Now experts say destructive dieting only getting worse.


Tuesday, July 19, 2011

fucking tabloids and the thin Circus Ridiculous

Who can remember the 1970s? D, if you're out there and you happen to read this, I know you do. ;) "Everyone" was thin when I was growing up. Thin was the cultural norm. Seeing bones was the cultural norm. Not because people were unhealthy, but because that's how the body looks.

No one ever commented that Debbie Harry was too thin.


Or that Annie Lennox had gone mad with anorexia nervosa.


Or that Cheryl Tiegs should get help with her weight issue.


BECAUSE IT'S NOT AN ISSUE TO BE THIN. IT'S NOT AN ISSUE IF YOUR BONES ARE VISIBLE. THEY FREAKING SHOULD BE IF YOU'RE HEALTHY.

Nearly every magazine in the grocery store check out isle has headlines about so and so's weight. Bloody hell. I'm too tired to rant.

Tuesday, July 12, 2011

anorexia won't fix your problems

The title of today's post sums something up. I don't know what. This is what some bitch said to me as she passed me on the sidewalk today. In a clear voice she said, "Anorexia won't fix your problems." I wanted to say, 'It would fix some of yours, fatass!' But I said nothing.

Firstly, she doesn't know me. Secondly, I'm not even thin right now. Maybe. Maybe! If I were six pounds lighter, then it could be a legitimate accusation. At 90 pounds, I start to look thin. Even if I were thin, what makes her think it's acceptable to say that to someone. It's the equivalent of me walking up to a random person and saying, "Binge eating won't fix your problems." Or, "Consumerism won't solve your problems."

I was annoyed, especially because I was walking with my son. Fortunately, he was monologuing about a game we both play and didn't notice Passing Rude Girl. But still! I'll do what ever the fuck I want to with my body. If I want to starve or binge or slam heroin in my veins, it's my choice. Grrr.


Monday, July 11, 2011

so lost right now

I wish I knew what I was doing. Afloat in my life, I find avoidance to be my only relief. I don't detach; yet, I'm absent. Borders between one thing and the next are so fuzzy and nothing feels right.

What is this appetite? This hunger? And why does it never leave me any more? Is this the accumulation of a lifetime spent in the realm of eating disorders? Have the long term deficiencies caught up with me?

I don't understand how to do this and win. Clearly, I'm not "beating" this. I'm neither at peace, nor am I particularly agitated. In a way, I'm just resigned to my fate. I don't even care if I get fat. Okay. That's a lie. I care, but not enough to stop myself from binging and purging.
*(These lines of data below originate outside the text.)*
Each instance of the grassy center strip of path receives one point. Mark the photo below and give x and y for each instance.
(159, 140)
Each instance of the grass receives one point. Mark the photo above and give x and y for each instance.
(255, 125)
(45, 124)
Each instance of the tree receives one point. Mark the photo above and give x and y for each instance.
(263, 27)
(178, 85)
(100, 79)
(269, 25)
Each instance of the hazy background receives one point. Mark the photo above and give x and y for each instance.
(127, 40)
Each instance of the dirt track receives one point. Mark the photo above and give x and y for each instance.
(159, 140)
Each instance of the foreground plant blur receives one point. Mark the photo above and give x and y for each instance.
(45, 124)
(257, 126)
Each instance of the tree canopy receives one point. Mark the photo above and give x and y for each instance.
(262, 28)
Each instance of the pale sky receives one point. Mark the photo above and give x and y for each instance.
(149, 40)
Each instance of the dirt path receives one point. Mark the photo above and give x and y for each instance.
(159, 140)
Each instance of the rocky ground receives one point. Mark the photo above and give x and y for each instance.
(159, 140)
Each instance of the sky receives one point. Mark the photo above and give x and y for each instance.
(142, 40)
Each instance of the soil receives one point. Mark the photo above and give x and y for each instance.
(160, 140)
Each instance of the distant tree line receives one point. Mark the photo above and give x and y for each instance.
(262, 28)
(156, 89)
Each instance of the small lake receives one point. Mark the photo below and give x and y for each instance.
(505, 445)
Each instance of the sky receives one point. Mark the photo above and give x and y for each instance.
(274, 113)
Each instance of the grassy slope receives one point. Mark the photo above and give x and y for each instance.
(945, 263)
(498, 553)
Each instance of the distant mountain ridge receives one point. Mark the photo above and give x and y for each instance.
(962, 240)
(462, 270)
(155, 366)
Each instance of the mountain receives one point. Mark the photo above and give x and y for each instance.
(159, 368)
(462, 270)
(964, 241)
It's become a complete struggle to keep anything down. When I do decide to give digesting a "meal" a go, I spend hours in a state of heightened anxiety. I feel the food seeping into body, my cells growing plump. I don't think I have ever felt this large before. I'm not kidding. The scale puts me at 96 pounds but I might as well be twice that.

Putting clothes on, bathing, using lotion; these acts are terrifying for me because I have to deal with my body. I can't bear it. My waist measures 23.75 inches. My thighs are up to 18.75 inches. Everything is getting bigger.

Increasing protein was a huge mistake! I tried to increase fat and take a flax supplement thinking it would take care of my fat soluble vitamin deficiencies, but no. I'm not absorbing the nutrients, not absorbing / metabolizing fats properly and it's fucking me up. It's fucking everything up.

I can't find work. My mortgage is one month behind. My son is fucked up. My daughter needs me. A married man has the hots for me. My friend is dying. I haven't been laid for almost two years. I told two people about my brother molesting me. My electricity is in danger of being shut off. I have a bench warrant for not paying a parking ticket. Et cetera.

If I can't control my fucking food issue, then what business do I have trying to control anything?